"Well, then, what if I am going, Mike? The world is big and full of opportunities, and I am tired of this—I really am."

"But why leave like this, sir?" Mike demanded, gently. "Surely you won't go without telling your folks of it and saying good-by! Why, this note to your brother looks as if—as if—"

"Well, I do want to slip away, Mike, and I'm going like a thief in the night. You will understand to-morrow. Everybody in Boston will. As for that, Mike, a drinking-man will do many things that he ought not to do, and—and I handle money at the bank. Don't push me further now. Let's drop it. I have to go, and that settles it."

Michael failed to understand, for he was thinking of something else. "You will need the money I owe you, sir, and I've been trying to get it up. I see a chance now, sir. My sister out West feels that she owes at least half of that debt to you, and her husband has been doing well. She wrote me—"
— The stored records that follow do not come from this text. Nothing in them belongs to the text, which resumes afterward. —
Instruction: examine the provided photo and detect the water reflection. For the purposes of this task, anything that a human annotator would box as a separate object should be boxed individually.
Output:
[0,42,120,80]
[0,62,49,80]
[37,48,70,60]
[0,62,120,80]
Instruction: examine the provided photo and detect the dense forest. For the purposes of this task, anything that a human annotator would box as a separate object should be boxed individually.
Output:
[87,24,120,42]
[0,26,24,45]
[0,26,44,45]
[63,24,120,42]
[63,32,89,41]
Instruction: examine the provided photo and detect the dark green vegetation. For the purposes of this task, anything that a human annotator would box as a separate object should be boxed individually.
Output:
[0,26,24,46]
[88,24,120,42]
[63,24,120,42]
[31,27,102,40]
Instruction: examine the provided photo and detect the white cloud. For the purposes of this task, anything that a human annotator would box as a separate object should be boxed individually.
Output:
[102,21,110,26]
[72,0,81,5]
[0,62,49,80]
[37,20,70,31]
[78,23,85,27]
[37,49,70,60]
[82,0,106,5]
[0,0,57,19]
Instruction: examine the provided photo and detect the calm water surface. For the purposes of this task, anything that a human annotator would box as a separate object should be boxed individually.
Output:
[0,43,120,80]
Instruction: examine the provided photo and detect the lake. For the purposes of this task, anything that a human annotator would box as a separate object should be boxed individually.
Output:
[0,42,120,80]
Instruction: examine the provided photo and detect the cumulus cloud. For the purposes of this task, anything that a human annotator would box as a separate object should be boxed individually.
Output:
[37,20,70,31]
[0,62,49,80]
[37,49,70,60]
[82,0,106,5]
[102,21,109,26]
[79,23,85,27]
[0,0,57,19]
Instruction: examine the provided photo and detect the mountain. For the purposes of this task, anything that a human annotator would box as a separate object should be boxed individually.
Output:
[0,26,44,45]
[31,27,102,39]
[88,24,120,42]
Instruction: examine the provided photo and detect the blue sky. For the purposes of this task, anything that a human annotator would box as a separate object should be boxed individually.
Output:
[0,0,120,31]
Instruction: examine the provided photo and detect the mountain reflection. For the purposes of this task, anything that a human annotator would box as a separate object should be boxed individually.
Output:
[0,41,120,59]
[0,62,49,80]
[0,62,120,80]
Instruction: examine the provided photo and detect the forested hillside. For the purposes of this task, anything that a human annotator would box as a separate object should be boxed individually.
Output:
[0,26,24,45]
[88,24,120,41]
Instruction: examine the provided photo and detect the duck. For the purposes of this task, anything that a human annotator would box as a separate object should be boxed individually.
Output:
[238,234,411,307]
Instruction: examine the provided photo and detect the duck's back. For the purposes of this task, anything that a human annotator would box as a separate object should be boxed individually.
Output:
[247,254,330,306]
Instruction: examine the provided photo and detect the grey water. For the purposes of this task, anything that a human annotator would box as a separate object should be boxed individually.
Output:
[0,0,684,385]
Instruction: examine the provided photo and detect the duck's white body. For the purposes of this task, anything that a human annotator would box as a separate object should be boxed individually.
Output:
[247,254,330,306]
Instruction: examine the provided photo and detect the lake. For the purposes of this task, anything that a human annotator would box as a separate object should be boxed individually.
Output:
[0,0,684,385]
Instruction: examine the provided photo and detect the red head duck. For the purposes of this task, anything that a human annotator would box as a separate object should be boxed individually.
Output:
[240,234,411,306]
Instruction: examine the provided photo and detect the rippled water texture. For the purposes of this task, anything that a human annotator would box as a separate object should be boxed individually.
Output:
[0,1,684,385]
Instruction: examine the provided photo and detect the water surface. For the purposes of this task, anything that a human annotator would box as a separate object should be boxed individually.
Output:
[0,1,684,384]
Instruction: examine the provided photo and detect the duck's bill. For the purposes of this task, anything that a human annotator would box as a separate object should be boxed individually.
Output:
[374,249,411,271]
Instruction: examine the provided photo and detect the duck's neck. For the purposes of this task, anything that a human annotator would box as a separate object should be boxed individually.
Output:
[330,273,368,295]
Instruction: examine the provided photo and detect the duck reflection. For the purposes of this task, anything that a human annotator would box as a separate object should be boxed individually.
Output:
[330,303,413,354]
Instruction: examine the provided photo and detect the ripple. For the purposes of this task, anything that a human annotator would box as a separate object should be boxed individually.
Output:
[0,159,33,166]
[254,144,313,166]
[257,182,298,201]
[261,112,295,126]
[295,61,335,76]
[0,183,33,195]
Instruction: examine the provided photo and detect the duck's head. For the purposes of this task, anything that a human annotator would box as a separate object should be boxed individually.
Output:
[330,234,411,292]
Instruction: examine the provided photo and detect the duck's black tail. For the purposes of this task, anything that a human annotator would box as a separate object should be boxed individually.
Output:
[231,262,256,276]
"Drop that, Mike," Charles cried. "I don't need that money. You shall never pay it—never. I've given that to your mother, do you understand, not to you, but to her?"

"It shall not be that way, sir," the other pleaded. "I will send it to you. But as for your doing anything wrong at the bank"—Charles's statement was dawning on him slowly—"nobody on earth could make me think so."

"Well, never mind about that, Mike. The fact is that I must go—now and at once. Let me out at the front door."

"Do you want a cab, sir?"

"A cab?" Charles smiled. "Not to-night. In fact, I am going through the darkest streets I can get into. I know every alley in this old town. Good-by, Mike. Deliver the note to my brother in the morning."